2 thoughts on “Tennessee Supreme Court Says DCS Has No Duty to Make “Reasonable Efforts” at Reunification in Termination of Parental Rights Cases: In re Kaliyah S.

  1. So the question becomes did 37-1-166 really mean it when it says “SHALL” make reasonable efforts? If so, how is that enforced? For the past 15 years parents attorneys could enforce it at termination and DCS was aware of this and thus urged its workers to document their reasonable efforts. What would happen if DCS got an adjudication and then showed up at the next review and announced they weren’t going to make reasonable efforts in violation of 37-1-166? I guess conceivably the parent’s attorney could point to the statute’s language “prior to ordering a child committed to or RETAINED within the custody of the department” and argue that the court HAS to return the child to the parent regardless of what the parent has or has not done to remedy the conditions leading to removal. I do not know of any juvenile court judge that would actually do that. Instead the judge might have a few stern words for DCS but they would leave the child where the child was and set the case for further review three months or so down the road. And how would parent’s attorney appeal such an order as it is NOT a final order? Perhaps the most striking statement the Supremes made in deciding not to read 37-1-166 as not requiring that reasonable efforts be a part of the State’s case at termination was their statement that the purpose of the statute was merely to get money from the feds.

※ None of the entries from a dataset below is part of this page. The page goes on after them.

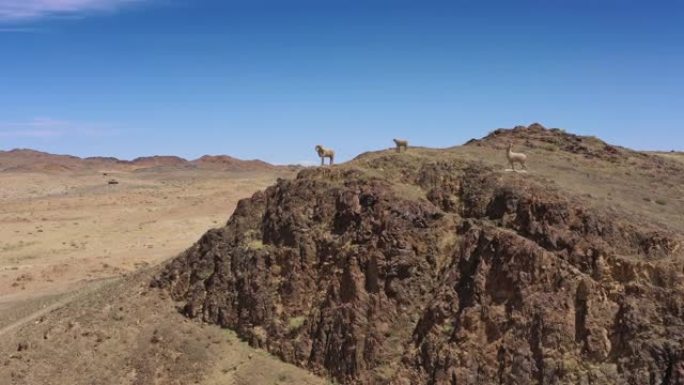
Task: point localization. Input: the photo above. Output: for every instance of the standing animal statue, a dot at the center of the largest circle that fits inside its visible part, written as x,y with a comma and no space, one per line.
401,144
325,153
516,157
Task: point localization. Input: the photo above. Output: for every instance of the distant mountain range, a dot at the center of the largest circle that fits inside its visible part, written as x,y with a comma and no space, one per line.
26,160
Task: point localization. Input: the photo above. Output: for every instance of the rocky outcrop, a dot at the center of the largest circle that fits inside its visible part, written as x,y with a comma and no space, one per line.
410,270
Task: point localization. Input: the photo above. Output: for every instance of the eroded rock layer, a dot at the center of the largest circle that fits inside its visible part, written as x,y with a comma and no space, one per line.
436,271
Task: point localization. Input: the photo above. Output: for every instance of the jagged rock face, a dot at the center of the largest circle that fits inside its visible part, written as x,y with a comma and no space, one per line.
440,272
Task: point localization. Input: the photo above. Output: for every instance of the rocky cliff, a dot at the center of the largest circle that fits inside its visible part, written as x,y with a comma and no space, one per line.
429,268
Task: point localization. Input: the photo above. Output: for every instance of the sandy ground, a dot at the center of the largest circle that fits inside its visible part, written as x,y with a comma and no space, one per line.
76,259
61,232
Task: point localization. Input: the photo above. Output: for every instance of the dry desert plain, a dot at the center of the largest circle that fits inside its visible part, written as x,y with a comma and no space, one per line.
70,243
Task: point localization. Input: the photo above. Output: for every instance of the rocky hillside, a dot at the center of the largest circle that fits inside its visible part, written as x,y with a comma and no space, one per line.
437,267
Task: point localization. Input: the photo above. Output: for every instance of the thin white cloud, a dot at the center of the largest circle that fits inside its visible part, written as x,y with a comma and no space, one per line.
23,10
47,128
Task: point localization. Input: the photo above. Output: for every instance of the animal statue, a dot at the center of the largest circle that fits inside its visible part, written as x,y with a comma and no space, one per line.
325,153
516,157
401,144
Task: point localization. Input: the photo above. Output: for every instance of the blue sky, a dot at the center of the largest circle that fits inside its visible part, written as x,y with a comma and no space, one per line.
270,79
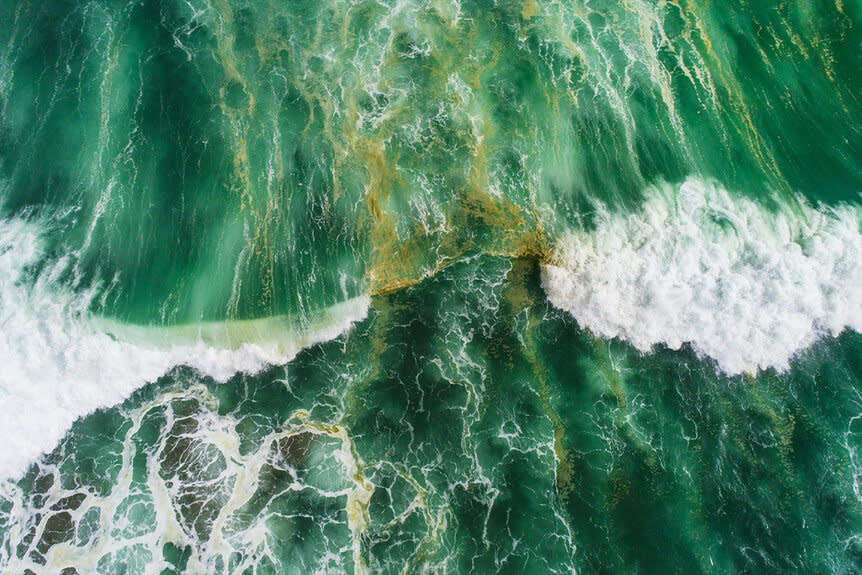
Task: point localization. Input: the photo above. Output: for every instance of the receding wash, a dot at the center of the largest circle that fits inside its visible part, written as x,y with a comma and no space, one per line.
430,286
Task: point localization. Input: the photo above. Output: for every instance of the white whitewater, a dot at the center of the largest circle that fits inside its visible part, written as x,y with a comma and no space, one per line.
745,285
58,364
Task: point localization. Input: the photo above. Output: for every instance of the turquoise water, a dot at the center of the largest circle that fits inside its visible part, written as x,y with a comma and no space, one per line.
430,287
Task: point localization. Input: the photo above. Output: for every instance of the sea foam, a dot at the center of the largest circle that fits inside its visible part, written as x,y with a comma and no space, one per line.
746,285
57,363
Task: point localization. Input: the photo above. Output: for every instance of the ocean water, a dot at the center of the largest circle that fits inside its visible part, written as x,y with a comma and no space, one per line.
430,286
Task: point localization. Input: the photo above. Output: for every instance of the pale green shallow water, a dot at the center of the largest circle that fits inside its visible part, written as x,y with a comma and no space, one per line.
599,258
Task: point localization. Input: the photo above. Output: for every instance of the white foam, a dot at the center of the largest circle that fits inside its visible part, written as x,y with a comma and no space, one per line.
58,364
743,284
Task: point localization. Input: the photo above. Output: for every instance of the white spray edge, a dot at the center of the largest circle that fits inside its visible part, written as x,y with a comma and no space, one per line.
57,364
744,285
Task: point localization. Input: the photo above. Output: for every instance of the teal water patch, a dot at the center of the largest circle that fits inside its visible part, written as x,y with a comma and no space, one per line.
609,251
464,426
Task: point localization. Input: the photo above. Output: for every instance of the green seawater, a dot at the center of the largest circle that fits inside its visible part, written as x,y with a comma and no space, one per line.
237,173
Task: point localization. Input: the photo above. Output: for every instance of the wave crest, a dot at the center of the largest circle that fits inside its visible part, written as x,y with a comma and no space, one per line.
745,285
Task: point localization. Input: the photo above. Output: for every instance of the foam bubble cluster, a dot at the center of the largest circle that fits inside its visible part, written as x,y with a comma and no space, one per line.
59,364
744,284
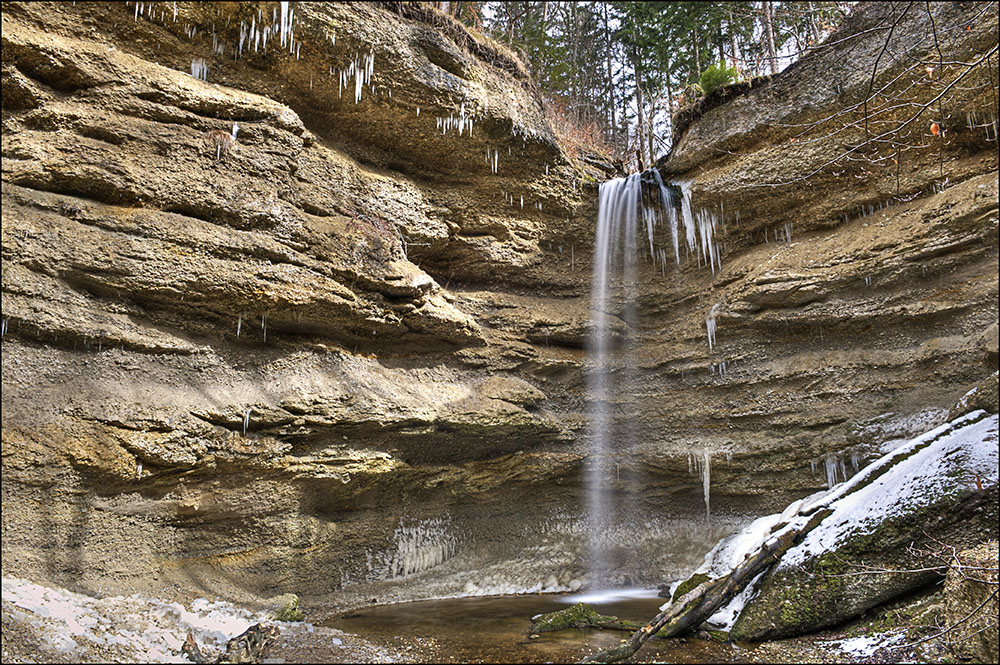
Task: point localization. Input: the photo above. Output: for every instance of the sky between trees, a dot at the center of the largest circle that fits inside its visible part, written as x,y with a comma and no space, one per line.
617,70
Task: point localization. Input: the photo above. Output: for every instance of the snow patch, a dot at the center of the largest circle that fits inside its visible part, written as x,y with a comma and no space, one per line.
866,646
140,628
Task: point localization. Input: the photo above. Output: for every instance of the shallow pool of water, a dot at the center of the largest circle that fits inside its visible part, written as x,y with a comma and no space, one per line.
495,630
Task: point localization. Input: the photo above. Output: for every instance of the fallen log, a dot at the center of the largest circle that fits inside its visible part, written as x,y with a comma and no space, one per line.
247,647
696,606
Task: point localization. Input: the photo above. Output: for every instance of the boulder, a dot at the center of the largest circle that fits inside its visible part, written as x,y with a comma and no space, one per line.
970,596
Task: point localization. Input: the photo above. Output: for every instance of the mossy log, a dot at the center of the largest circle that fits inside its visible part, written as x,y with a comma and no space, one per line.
580,615
697,605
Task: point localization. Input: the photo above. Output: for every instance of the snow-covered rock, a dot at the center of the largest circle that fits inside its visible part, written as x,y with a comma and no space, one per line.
939,488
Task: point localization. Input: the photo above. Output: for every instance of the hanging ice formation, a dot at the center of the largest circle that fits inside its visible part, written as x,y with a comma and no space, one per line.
710,325
199,69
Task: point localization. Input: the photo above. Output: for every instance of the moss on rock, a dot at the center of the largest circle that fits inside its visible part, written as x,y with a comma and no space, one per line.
580,615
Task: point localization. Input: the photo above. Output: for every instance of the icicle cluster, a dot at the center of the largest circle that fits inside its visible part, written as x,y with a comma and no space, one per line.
421,545
710,325
841,465
360,68
199,69
699,230
702,465
463,123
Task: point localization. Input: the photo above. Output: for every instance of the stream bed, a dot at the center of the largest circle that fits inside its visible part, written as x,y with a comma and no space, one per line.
494,629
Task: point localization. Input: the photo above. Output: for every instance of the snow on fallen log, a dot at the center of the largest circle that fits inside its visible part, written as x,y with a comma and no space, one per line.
910,475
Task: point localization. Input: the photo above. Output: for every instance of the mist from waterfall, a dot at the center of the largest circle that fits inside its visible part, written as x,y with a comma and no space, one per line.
623,204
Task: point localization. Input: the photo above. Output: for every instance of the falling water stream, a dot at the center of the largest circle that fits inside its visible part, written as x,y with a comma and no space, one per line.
612,357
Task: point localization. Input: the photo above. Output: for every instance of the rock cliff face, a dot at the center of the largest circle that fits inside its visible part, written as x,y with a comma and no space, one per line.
343,354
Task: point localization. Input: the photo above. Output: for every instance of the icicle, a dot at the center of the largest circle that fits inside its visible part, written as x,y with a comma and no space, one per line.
710,325
706,481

While politicians are certainly motivated by a lot of things this totally ignores the purpose of the federal statute it was mirroring (Namely to protect the sanctity of families.) and acts as if a statute can only have one legislative purpose. I made that argument and yet they totally ignored it. I used to think I was the cynical one….

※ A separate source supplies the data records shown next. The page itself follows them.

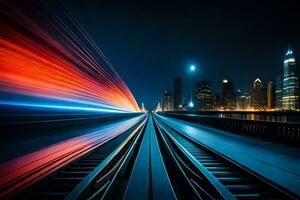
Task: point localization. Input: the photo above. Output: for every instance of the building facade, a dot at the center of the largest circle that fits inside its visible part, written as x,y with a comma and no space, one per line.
167,102
290,90
259,95
203,96
271,95
228,95
278,92
177,93
243,100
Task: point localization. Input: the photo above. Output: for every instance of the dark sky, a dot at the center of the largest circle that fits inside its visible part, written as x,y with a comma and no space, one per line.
150,43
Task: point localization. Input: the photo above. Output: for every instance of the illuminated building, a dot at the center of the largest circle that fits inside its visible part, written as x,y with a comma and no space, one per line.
243,100
167,101
203,96
217,101
158,107
228,95
278,92
290,96
177,93
259,95
270,95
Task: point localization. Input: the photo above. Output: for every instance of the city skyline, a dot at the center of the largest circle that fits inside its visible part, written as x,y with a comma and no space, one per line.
281,93
159,40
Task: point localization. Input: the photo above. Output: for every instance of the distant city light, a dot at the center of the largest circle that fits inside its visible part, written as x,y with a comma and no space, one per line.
193,68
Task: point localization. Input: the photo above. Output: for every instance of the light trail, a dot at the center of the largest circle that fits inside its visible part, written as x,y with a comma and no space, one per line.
22,170
44,53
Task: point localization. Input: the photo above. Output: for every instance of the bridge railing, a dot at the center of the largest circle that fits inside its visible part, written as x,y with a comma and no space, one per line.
281,132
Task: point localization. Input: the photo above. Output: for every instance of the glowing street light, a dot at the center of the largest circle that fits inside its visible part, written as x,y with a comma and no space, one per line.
192,70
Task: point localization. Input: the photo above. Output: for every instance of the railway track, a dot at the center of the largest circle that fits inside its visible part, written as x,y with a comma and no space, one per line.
209,175
91,175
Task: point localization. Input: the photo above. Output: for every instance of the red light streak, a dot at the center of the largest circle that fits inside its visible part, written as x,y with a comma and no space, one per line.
51,57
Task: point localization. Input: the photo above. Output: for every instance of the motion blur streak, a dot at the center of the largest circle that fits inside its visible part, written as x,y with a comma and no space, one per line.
17,172
45,53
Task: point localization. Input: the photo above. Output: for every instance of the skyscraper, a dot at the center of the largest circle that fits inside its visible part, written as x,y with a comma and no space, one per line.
167,101
259,95
217,101
243,100
177,93
203,96
271,95
228,95
290,96
278,92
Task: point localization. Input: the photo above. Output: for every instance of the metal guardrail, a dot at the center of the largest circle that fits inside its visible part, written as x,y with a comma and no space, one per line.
287,133
235,177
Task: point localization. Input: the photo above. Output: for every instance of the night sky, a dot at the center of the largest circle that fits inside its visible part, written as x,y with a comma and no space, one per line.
150,44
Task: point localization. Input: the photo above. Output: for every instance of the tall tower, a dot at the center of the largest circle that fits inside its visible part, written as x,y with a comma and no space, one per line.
203,95
177,93
167,101
290,96
228,95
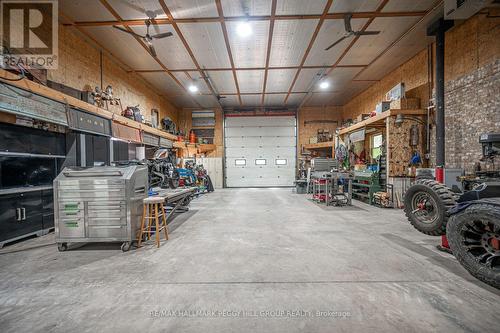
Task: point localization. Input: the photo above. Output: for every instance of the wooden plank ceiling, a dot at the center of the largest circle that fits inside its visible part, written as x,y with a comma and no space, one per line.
276,65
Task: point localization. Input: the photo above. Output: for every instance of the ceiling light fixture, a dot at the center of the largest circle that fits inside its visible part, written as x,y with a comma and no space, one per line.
244,29
193,88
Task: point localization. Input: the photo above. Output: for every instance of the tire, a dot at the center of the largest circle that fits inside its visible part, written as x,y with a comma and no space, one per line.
470,234
173,183
126,246
430,218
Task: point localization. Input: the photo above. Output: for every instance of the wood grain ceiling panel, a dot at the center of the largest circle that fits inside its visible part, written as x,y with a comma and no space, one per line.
206,40
331,31
163,83
223,81
300,7
352,6
290,40
408,5
123,46
279,80
170,50
136,9
94,10
368,47
249,51
250,81
192,8
253,7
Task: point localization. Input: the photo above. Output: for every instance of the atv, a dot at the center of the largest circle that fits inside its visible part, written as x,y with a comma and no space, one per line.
469,220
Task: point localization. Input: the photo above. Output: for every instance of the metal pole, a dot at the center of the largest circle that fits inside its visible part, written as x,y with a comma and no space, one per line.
440,119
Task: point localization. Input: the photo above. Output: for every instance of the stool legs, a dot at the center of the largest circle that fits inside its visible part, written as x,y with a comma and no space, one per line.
143,220
150,212
164,218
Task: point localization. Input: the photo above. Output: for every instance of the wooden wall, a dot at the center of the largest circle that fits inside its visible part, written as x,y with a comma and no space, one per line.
185,121
305,131
79,68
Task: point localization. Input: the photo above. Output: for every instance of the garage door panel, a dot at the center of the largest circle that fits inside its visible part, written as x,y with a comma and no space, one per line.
260,131
267,153
246,141
260,121
257,180
231,162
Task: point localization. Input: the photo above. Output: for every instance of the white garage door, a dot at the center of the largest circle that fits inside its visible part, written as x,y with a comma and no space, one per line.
260,151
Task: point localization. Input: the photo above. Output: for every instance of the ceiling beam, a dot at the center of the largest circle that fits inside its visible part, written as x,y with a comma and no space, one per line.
228,47
112,57
355,39
331,16
188,48
436,6
309,47
165,69
244,68
269,44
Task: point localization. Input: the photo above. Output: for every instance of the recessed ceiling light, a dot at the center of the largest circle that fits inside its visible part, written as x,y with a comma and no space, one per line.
244,29
193,88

    Oh, and by the way, what about the notice requirement? 37-2-403 requires the department to give notice to parents of the definition and possible consequences of abandonment. Several cases (In re B.L.C. for example which was authored by the chief justice) have held that if the State alleges abandonment as a ground for termination then AT TERMINATION the State must prove compliance with 37-2-403. And yet this notice requirement is not mentioned at all in 36-1-113 or even in the definition of abandonment found at 36-1-102. So if the rational of In re Kaliyah holds then because it is not mentioned in 36-1-113 the State does NOT have to prove it at termination. And if you think the chief justice will not overturn herself think again. In re BLC was one of the main cases I cited in both of my briefs and at oral argument.

    The attorney who argued the case at the Supremes for the State was Alex Rieger and he did do a good job although I think the Supremes got it wrong.

    I would love to here any comments on the points above.